Alice, I think for us, and maybe for you having some of each is the dream. Since I am thinking of building my life, now wanting to givem y kids a home, I am thinking very much like you what do I want to have when I am old. Radical Homemakers book talks about relationship being our real wealth, adn after being hte community midwife there, your kids and grandkids there, your real wealth will always be Tally. You can go live the exotic life in Spain, but you know where your home is. I am choosing where to build that home for my kids, and I think I need those relationships and it to happen in english for me. This has been the perfect window for us to be here, and maybe we will try again when I am ready to join theranks of the working people. It would be lovely to be a midwife here, but now is not the time, so if I am going to be mom it might as well be with the community of mothers I help grow from the birthing center. I have not got a thing here. It would have been easier had I learned language before we moved, or before I was pregnant and having two babies. I have been pregnant/new babyland or traveling almost the whole time we were here so I have not gotten the language. The happier expats learn Swedish before they have kids. OUr baby #2 snuck in before she was planned, so it messed my schedule up, I did plan to master swedish before prengant with #2 and it just did not work out that way. But it makes taking yoga, lesson, etc hard for me, the stress of the language barrier counters the value of extending myself sometimes.

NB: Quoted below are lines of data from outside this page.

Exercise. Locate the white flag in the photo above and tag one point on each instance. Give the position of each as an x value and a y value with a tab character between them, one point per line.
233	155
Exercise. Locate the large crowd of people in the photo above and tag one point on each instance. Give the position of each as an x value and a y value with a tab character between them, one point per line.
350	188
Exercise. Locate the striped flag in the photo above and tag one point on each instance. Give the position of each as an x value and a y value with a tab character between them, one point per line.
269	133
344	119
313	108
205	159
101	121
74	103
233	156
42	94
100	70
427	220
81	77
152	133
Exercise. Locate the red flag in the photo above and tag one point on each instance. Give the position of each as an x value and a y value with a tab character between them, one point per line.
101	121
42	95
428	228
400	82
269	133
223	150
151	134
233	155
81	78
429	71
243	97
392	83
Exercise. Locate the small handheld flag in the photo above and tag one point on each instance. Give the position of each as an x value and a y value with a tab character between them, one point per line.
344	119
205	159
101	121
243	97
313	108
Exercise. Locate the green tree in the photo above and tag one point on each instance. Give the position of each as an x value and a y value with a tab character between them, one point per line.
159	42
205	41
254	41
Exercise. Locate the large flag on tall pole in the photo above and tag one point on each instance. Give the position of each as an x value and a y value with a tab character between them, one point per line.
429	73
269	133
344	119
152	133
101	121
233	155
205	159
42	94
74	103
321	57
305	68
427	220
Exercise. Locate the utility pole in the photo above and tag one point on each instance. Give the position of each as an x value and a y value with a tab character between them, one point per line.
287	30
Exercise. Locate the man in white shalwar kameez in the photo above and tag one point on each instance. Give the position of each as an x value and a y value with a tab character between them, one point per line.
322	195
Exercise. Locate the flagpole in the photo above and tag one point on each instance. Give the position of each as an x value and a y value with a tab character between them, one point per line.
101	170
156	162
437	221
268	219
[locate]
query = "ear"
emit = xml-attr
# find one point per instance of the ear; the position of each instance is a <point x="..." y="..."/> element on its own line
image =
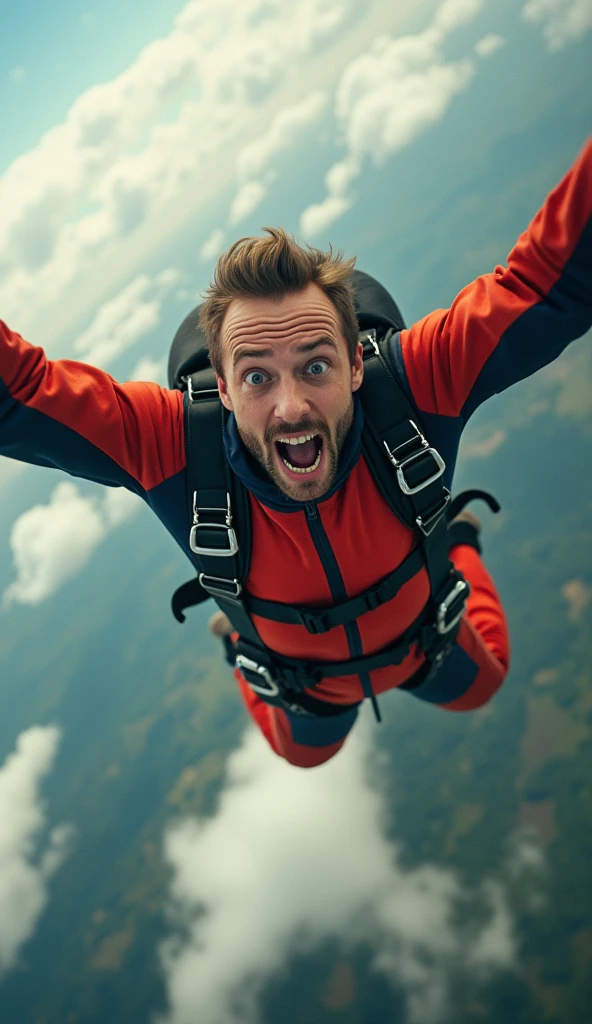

Eva, wow, homeschooling in USA from Germany. My friend here has a german husband, so they can not move to his home and school there. You two are so unlucky that germany like sweden are so suspicious of home schooling.

Alina said...

It makes me so sad to hear you do not love the country I love so much. I think knowing the language fluently would make your stay much happier. I lived there for all 4 of my highschool years in a very small town called Malmkoping. My mother still lives there and her sister my Aunt also lives there. I made lifelong friends and stay in contact to this day. I know having some of my family there is a blessing. I have not experienced swedes being non social but maybe southern sweden is different. You have to be where you are happy, so I tink it is great that you can recognize that you are not. I am not as happy here in the US and hoping to move my family there eventually.

The Expat Wife said...

I found your blog because we are a family who are very keen to move to Sweden after our current expat assignment in Thailand. I just wanted to say that i found your entry really interesting as I am a stay at home mum and that won't change when we eventually move there. I hope you feel happier today and sorry to read it's sometimes a struggle for you

Ulrika said...

I'm a stay-at-home mom to 4 daughters (12, soon 9, 4 and soon 1 years old) who also live in the forest...I wish I lived closer to you so we could visit - we have quite a few things in common. I partly homeschooled my oldest daughter until 5th grade, then after the new school law the principal of the freeschool they go to didn't dare to let her continue that way. Both of my "school aged girls" like their school but would still prefer to home school. My husband is American (I'm Swedish) and if we were able to we would most likely relocate to America or another country where homeschooling is possible. I have also desired to birth my babies at home but it never worked out for me. I still had good birth experiences though, especially the first and the last one.
Well, I totally understand it's a lonely life for you here in Sweden and I wish you and your family all the best!